BEST performance by adversarial training method

This study assumes the victim model has undergone adversarial training. The above experiment shows performance differences based on the adversarial training methods applied to the victim model. The results show no significant differences.

BEST performance by attack budget

(a) shows the impact of query budget on BEST’s performance by adjusting the size of \(D_A\) used for UE generation.

As a result, both CA and RA improve with larger query budgets. And robust overfitting did not occur even with very small query budgets.

(b) shows the impact of synthesis budget on BEST’s performance. Very low synthesis budgets were sufficient to achieve high attack performance.

Even increasing the synthesis budget for more optimization steps barely improved performance, indicating that BEST’s UE generation method is so efficient that additional cost investment does not significantly help produce more UEs of higher quality (i.e., with smaller \(\delta\)).

(c) shows that adding the victim model’s training data to the UE generation \(D_A\) increases attack performance.

BEST performance with data augmentation

The above experiment shows the results of combining data augmentation with UE synthesis. The results confirm that augmenting \(D_A\) samples before synthesizing them into UEs improves both CA and RA.

BEST performance by data distribution

The above experiment shows extraction performance when using datasets (SVHN, CIFAR100, STL10) with different distributions from the victim model (trained on CIFAR10) as \(D_A\).

The results show that the larger the difference between the victim model’s training data distribution and the \(D_A\) distribution, the more both CA and RA dropped.
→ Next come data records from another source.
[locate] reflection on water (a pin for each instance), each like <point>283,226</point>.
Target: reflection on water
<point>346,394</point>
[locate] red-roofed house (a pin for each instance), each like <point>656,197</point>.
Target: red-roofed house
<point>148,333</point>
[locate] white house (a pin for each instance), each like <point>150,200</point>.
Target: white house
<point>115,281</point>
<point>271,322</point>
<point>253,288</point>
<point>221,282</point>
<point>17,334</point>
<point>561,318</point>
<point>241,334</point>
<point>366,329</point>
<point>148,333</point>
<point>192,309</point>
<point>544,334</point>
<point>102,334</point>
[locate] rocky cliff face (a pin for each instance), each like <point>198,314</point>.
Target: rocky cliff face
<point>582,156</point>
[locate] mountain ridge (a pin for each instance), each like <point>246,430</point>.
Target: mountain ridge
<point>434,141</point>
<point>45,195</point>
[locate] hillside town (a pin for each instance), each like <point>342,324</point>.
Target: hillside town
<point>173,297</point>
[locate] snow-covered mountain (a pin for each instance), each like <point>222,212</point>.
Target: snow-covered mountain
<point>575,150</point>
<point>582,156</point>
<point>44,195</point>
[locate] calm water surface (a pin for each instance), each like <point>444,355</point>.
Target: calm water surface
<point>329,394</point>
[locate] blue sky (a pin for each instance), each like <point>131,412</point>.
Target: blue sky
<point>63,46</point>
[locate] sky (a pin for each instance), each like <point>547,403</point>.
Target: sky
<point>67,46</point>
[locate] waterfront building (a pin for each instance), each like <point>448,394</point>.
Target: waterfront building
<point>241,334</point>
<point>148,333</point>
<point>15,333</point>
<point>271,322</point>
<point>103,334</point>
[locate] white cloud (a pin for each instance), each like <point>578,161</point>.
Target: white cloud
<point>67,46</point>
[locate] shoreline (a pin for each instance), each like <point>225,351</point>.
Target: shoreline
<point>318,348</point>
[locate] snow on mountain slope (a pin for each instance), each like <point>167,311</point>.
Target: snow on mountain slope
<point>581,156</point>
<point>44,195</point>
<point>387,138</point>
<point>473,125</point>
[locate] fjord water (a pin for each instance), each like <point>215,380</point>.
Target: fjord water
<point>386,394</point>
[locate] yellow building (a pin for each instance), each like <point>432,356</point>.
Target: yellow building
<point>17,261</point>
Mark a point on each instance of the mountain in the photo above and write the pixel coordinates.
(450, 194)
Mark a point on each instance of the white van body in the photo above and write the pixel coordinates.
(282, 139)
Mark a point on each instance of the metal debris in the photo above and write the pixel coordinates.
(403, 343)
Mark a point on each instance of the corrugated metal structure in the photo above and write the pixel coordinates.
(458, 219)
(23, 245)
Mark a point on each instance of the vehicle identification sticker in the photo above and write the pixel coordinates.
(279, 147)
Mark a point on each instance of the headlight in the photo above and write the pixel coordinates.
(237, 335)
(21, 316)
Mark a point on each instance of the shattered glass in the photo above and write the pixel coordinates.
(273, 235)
Therefore, to maximize attack performance, the attacker benefits from using data with distributions as similar as possible to what the victim model was trained on.

Bypassing Existing Defense Strategies

The BEST attack can bypass the following model extraction defense techniques:

  • Logit vector perturbation: A defense technique that adds noise to internal prediction values (logit vectors) without changing the model’s final prediction (hard label). However, since BEST learns using only hard labels rather than logit vectors, it is completely unaffected by this defense.

  • Malicious query detection

    • PRADA: A defense technique that detects attacks using statistical distribution of queries as an indicator. However, when BEST applies data augmentation before generating UEs, the statistical patterns of query distributions are modified. As a result, PRADA fails to detect the attack.

    • SEAT: A defense technique that blocks accounts that repeatedly submit similar queries. The attacker can easily bypass this by distributing queries across multiple accounts.

Conclusion


This paper presents the first study on robustness extraction of deep learning models, a topic that had never been previously investigated.

This study proposes a new attack technique called BEST that simultaneously extracts the victim model’s accuracy and robustness by synthesizing and querying uncertain examples (UEs).

Experimental results show that unlike existing attacks that targeted only accuracy or fidelity, BEST successfully extracted the model’s robustness as well.

These results suggest that a model’s robustness can also be a stealable intellectual asset and a target for attacks, highlighting the need for corresponding defense strategies.